Amable engloutit alors ses gros doigts dans les pochetons de son gilet.

– Parbleu! reprit-il, nous ne sommes plus au temps de la patache; et ma foi, j’aime autant le chemin de fer: tu as de l’instruction, tu es un monsieur; moi je ne suis qu’un homme; mais bah! j’ai ma valeur! Enfin, ce n’est pas tout cela: donne-moi l’adresse du beau-père; j’irai le voir; on s’expliquera.

Jacques ajouta seulement:

– Je vous jure, mon oncle, que vous aimerez votre nièce.

– Tiens! riposta Amable, si elle est toute ronde comme son vieux bonhomme d’oncle, elle s’en trouvera bien! sans compter que mes gros sous seront à elle, un jour. Dis donc Jacques, qu’est-ce que tu penses de ma camériste?

– Elle est jolie et distinguée.

Amable et Jacques se levèrent. L’oncle s’approcha de son neveu, le poussa du coude, et tournant sa bouche à gauche, il lui dit dans une horrible grimace:

–Faut-il l’épouser?

Jacques ne trahit pas la plus légère émotion, mais il sentit son cœur se serrer.

– Non, répondit il.

– Pourquoi?

– Parce que. Aujourd’hui, elle est votre chose, vous la payez; elle vous fait valoir: on vient chez vous et on dit:–Est-il heureux ce Saveny! il a une maîtresse ravissante.

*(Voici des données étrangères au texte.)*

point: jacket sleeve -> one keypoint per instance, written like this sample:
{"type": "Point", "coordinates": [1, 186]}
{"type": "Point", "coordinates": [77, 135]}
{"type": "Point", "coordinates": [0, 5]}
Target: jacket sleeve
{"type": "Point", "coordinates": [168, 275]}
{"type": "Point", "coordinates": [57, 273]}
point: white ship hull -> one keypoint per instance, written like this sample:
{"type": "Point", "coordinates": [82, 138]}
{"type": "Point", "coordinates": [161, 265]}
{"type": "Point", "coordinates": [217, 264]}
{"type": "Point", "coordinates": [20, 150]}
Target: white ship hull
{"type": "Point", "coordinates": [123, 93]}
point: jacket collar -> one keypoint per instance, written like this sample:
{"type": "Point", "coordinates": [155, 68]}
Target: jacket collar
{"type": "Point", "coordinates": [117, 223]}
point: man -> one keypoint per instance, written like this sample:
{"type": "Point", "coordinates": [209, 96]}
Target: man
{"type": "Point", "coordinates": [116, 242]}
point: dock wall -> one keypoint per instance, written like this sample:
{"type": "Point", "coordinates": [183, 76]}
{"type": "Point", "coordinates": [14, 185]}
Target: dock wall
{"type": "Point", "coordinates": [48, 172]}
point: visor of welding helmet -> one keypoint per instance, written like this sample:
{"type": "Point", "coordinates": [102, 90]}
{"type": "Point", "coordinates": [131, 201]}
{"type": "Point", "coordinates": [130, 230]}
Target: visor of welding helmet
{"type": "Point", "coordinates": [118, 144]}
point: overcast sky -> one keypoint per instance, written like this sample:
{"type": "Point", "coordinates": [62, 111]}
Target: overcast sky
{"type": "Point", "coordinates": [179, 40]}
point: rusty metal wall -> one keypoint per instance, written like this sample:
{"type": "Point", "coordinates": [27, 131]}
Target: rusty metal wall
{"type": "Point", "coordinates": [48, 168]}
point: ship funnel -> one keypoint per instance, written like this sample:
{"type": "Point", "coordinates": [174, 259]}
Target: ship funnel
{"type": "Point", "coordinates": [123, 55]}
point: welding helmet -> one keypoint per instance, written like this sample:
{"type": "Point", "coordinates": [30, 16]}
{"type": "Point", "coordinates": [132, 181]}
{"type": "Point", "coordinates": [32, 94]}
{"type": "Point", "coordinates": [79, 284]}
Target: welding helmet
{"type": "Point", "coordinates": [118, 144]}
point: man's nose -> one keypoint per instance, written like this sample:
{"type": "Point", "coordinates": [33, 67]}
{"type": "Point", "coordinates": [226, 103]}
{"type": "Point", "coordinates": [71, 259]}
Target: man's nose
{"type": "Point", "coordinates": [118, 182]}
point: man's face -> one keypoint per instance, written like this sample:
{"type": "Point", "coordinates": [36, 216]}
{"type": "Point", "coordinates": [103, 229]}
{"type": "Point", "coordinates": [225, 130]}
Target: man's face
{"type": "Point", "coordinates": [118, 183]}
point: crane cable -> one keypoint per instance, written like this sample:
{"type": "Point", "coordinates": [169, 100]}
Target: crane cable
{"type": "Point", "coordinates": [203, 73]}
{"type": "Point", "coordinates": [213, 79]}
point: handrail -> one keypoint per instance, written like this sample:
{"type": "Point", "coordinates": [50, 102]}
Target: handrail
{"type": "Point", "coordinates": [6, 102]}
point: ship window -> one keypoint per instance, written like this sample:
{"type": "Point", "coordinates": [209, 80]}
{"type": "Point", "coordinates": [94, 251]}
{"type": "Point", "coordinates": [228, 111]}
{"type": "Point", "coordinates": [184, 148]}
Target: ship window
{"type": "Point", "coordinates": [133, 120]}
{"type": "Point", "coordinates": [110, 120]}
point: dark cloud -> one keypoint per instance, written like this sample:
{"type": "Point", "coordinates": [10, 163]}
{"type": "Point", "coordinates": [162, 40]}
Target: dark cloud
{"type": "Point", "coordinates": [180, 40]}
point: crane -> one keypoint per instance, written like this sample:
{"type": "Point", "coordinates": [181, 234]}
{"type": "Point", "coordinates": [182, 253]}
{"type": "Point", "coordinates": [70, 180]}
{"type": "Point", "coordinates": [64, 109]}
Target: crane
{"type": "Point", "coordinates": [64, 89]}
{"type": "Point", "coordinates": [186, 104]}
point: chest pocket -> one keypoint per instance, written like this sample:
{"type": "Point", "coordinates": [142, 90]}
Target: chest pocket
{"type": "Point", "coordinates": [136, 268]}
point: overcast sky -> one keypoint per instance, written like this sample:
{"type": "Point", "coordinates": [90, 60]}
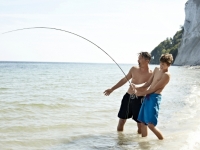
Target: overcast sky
{"type": "Point", "coordinates": [122, 28]}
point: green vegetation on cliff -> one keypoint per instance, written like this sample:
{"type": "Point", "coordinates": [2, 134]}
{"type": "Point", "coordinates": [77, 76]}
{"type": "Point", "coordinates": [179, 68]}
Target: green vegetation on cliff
{"type": "Point", "coordinates": [170, 45]}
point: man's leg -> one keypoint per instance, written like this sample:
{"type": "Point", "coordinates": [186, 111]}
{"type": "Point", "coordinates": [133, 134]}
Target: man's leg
{"type": "Point", "coordinates": [121, 123]}
{"type": "Point", "coordinates": [155, 131]}
{"type": "Point", "coordinates": [144, 130]}
{"type": "Point", "coordinates": [139, 128]}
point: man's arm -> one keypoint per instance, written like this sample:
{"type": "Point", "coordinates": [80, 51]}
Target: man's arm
{"type": "Point", "coordinates": [120, 83]}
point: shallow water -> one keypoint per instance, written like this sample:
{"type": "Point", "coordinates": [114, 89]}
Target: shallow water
{"type": "Point", "coordinates": [57, 106]}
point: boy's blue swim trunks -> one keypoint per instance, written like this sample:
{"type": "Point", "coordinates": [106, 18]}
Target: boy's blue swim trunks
{"type": "Point", "coordinates": [149, 109]}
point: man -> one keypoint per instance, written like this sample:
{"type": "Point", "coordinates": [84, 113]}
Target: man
{"type": "Point", "coordinates": [130, 105]}
{"type": "Point", "coordinates": [148, 114]}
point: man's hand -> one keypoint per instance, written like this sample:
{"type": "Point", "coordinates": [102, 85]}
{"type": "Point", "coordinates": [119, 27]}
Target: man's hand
{"type": "Point", "coordinates": [107, 92]}
{"type": "Point", "coordinates": [132, 85]}
{"type": "Point", "coordinates": [138, 93]}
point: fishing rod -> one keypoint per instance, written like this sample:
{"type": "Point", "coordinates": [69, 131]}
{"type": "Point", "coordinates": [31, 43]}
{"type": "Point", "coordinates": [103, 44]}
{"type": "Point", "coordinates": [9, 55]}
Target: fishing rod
{"type": "Point", "coordinates": [73, 34]}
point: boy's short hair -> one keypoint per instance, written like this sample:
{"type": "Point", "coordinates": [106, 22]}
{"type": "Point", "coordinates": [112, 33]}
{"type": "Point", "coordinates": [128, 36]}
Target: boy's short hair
{"type": "Point", "coordinates": [166, 58]}
{"type": "Point", "coordinates": [145, 55]}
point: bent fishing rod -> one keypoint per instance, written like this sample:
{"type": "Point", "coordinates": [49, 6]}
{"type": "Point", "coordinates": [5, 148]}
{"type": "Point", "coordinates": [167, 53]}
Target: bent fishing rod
{"type": "Point", "coordinates": [73, 34]}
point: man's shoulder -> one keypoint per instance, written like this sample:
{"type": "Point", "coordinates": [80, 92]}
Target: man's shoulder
{"type": "Point", "coordinates": [134, 68]}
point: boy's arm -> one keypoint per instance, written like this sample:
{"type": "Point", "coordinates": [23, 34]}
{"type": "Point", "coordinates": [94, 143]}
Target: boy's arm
{"type": "Point", "coordinates": [120, 83]}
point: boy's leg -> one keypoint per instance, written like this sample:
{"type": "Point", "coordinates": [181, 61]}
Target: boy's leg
{"type": "Point", "coordinates": [121, 123]}
{"type": "Point", "coordinates": [139, 128]}
{"type": "Point", "coordinates": [155, 131]}
{"type": "Point", "coordinates": [144, 130]}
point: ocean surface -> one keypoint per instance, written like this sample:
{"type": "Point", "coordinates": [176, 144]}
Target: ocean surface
{"type": "Point", "coordinates": [61, 106]}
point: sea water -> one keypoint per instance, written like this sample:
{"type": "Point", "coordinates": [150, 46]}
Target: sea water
{"type": "Point", "coordinates": [56, 106]}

C’est beau la fortune tout de même!

Amable rayonnait.

– Tandis que demain, elle est votre femme, elle élève la voix, bientôt elle commande; déjà elle invite un tas de péroreurs sans le sou qui sortent de chez vous en disant: Est-il bête ce gros épicier!

Amable bondit et rugit.

– Eh bien! je te jure par tout ce qu’il y a de sang dans mes veines, qu’elle ne sera jamais ma femme.

Et il répéta par deux fois: Est-il bête ce gros épicier!

A ce moment, la porte s’ouvrit, et Hortense s’avança.

– Bonjour, monsieur Jacques, dit-elle, je suis heureuse, ce matin. J’ai lu dans le journal une nouvelle qui me ravit.

– Laquelle? demanda Amable.

– Vous savez bien, répondit-elle, les banquiers Dubuis frères, qui ont failli, il y a six mois? ils avaient un commanditaire. Le bonhomme avait retiré ses fonds avant la déconfiture: il vient d’être condamné à rapporter; c’est de toute justice.

Amable tressaillit. Jacques lui tendit la main, salua Hortense, et se retira.

Hortense alors se suspendit au cou d’Amable, et en lui faisant mille agaceries, elle lui dit:

– Nous irons donc bientôt à la noce, mon gros bébé?

Amable fléchissait sur ses jarrets.

– A laquelle? fit-il.

– Parbleu! répondit-elle, en éclatant de rire, ce n’est pas à la nôtre; et elle ajouta: A table! à table! il y a de la langouste! tu l’aimes tant!